São poucos os momentos que eu fico sozinho comigo mesmo, tendo que encarar os meus demônios. E todas essas vezes eles tomam partes de mim e vão se apoderando.

Acho que estou me tornando algo que sempre fui, porém agora terei consequências se eu me deixar libertar.

Eu sei que o meu pai não confia totalmente em mim e é por isso que ele quase nunca me deixa sozinho, a única pessoa que acha cegamente que eu não tenho problemas é a minha irmã e mesmo assim as vezes eu penso que ela só finge muito bem.

Infelizmente esse é um dos momentos em que eu preciso extravasar, as sombras dentro de mim pedem muitas coisas, sangue, sofrimento, morte.

Coisas que eu era acostumado a fazer se eu quisesse sobreviver. Onde eu cresci você precisa matar se quiser continuar vivo, então comigo não foi diferente. Após anos sendo escravizado e torturado, só tive autonomia quando derramei sangue pela primeira vez.
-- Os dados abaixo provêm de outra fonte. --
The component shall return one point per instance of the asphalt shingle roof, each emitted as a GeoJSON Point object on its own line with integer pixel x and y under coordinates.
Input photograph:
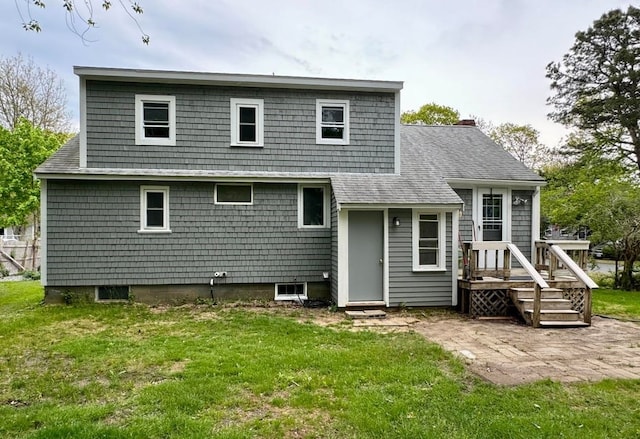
{"type": "Point", "coordinates": [460, 152]}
Não sou um louco, sociopata. Eu realmente me importo com a minha família e até os amo, entretanto, será verdade que uma vez que você se entrega para o mal, será do mal para sempre? 

— Release — sussurro colocando a mão no chão e matando todo o solo atingido com meu lado sombrio.

— Hunter...

Ele ter chegado cedo me deixou surpreso e constrangido.

— Oi pai — evito olhar para ele até que o meu rosto volte ao normal e as manchas negras tenham desaparecido.

Não consegui encará-lo, me sinto uma abominação e o jeito que ele deve estar me olhando com certeza me confirma isso.

— Tá tudo bem, vou retirar essa grama morta.

— Por que fez isso? Eu vi — ele se refere as minhas manchas negras, no fundo eu sabia que ele tinha visto, isso não muda nada — Você não é meu filho agora, é?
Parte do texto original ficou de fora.